By collecting bottles, bottle tops, Ball-point pens, single-use cups and cigarette-ends chucked from cars along Centre Common Road, yes: I am saving wildlife on Pacific islands thousands of miles away.
Members of the arse-end of humanity dump their rubbish anywhere and everywhere. Much of it is washed into the road drainage gullies, into the main sewer and on to the Sewage Treatment Plant at Crossness. A lot of it gets through the filtering screens and may reach the Thames Estuary. From there it flows into the North Sea and could finish up in any of the world’s oceans. This is augmented by trash dropped on beaches and thrown from boats. The filters on cigarette-ends contain non-biodegradable plastic. Smokers are the muckiest individuals on earth, chucking billions of cigarette-ends wherever they please.
The great Pacific gyre between southern California and Hawaii has an island of floating plastic three times the area of France and growing bigger by the day. Plastic items, including polythene bags and plasticised crisp packets, are ingested by fish and other animals, leading to their premature death.
The litter-bugs are ignorant of all this, as of much else and would not give a damn until some great fish tips a load of plastic rubbish into their bath water.
The recent programme by Liz Bonnin, on BBC 1, Drowning in Plastic, should be compulsory viewing for the entire nation.

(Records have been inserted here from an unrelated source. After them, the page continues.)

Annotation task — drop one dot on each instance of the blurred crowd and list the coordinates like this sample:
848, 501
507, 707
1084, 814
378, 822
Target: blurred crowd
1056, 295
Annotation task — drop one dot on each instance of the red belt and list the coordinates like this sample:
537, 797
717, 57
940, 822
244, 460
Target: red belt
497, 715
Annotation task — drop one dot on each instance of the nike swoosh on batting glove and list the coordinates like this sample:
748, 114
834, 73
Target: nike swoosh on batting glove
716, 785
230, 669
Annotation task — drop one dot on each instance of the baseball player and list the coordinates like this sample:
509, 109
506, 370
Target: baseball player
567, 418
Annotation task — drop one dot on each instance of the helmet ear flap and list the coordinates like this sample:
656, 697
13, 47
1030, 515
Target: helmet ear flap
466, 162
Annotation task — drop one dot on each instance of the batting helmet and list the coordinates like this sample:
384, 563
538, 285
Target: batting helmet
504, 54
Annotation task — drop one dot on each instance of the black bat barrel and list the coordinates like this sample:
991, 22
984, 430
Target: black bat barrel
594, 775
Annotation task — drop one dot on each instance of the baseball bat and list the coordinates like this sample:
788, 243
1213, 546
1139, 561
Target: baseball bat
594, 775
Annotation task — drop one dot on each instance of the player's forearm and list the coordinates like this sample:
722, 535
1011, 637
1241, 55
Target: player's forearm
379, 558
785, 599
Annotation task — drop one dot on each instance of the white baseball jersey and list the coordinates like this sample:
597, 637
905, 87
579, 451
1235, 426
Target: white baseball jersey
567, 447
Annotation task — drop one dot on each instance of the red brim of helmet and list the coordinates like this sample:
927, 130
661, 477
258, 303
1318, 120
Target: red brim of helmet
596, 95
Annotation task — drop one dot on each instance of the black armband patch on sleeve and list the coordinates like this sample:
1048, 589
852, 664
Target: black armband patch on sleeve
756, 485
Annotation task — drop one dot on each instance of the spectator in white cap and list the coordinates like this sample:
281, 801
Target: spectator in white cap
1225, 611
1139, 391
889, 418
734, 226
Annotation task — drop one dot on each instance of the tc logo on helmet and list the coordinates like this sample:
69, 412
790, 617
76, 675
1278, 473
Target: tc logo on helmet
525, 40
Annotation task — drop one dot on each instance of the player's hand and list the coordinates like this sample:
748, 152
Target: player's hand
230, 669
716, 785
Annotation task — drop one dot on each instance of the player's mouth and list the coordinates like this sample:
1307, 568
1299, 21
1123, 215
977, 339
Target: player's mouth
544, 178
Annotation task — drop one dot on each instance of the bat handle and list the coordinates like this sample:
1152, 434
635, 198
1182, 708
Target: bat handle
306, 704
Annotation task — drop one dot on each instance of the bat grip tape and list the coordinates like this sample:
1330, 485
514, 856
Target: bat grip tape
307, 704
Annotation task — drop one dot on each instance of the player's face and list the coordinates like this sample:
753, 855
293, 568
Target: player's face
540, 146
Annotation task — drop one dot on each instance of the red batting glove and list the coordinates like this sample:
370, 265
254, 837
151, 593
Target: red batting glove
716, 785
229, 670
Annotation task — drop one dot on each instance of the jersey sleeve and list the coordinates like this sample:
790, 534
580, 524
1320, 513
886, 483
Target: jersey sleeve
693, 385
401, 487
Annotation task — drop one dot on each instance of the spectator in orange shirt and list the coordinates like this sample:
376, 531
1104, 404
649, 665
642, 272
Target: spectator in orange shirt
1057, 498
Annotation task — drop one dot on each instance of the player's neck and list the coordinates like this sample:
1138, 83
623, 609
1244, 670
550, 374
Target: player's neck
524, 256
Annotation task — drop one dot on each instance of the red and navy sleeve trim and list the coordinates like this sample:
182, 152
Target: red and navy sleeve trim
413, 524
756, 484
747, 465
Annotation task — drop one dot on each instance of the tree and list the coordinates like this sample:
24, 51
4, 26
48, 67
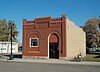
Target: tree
5, 31
92, 29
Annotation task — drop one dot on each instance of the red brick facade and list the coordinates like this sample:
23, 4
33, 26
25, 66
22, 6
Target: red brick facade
47, 30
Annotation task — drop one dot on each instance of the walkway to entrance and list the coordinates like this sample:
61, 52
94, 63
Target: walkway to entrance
53, 46
53, 50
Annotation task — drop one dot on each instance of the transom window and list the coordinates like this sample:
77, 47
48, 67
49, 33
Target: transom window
34, 42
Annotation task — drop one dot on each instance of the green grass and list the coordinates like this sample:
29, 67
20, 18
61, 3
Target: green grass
92, 57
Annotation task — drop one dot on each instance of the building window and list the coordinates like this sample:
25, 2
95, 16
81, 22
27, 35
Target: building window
34, 42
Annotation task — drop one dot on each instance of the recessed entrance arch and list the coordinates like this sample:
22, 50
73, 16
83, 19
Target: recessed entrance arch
53, 46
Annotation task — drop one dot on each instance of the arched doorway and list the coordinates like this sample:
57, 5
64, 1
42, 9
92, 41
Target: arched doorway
53, 46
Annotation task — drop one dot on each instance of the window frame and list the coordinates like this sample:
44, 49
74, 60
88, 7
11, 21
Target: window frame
37, 42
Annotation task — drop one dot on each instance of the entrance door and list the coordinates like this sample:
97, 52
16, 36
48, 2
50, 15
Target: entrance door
53, 50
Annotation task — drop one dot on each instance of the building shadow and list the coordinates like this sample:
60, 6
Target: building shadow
14, 55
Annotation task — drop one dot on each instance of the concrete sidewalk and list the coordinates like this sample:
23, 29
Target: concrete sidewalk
54, 61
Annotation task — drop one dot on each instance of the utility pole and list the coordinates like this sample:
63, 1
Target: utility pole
11, 23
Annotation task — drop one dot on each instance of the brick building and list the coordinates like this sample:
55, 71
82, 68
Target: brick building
48, 37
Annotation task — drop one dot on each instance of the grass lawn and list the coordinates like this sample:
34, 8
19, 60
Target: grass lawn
92, 57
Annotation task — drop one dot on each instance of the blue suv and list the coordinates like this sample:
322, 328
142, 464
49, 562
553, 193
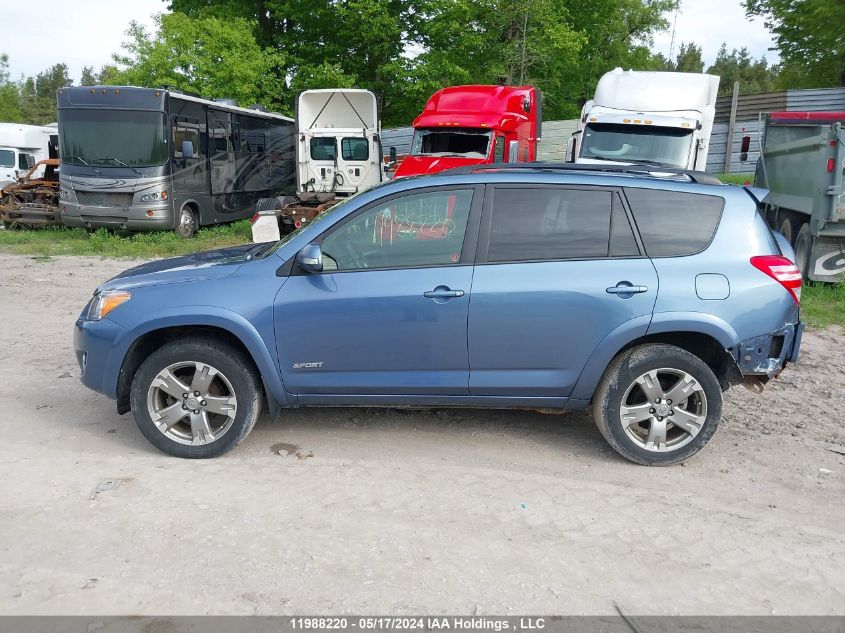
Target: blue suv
639, 296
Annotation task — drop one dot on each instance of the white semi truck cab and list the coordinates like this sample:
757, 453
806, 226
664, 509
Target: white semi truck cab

The government should impose an immediate ban on the manufacture of plastic bottles and single-use cups. Such a move would not inflict the slightest damage on the economy.
A bottle of water has become a fashion accessory. What’s the problem?
Is there a threat of imminent drought? Has some crazy doctor recommended constant flushing of the kidneys?
Why not go to a tap, when necessary?
Why not have a cup of tea and save the planet?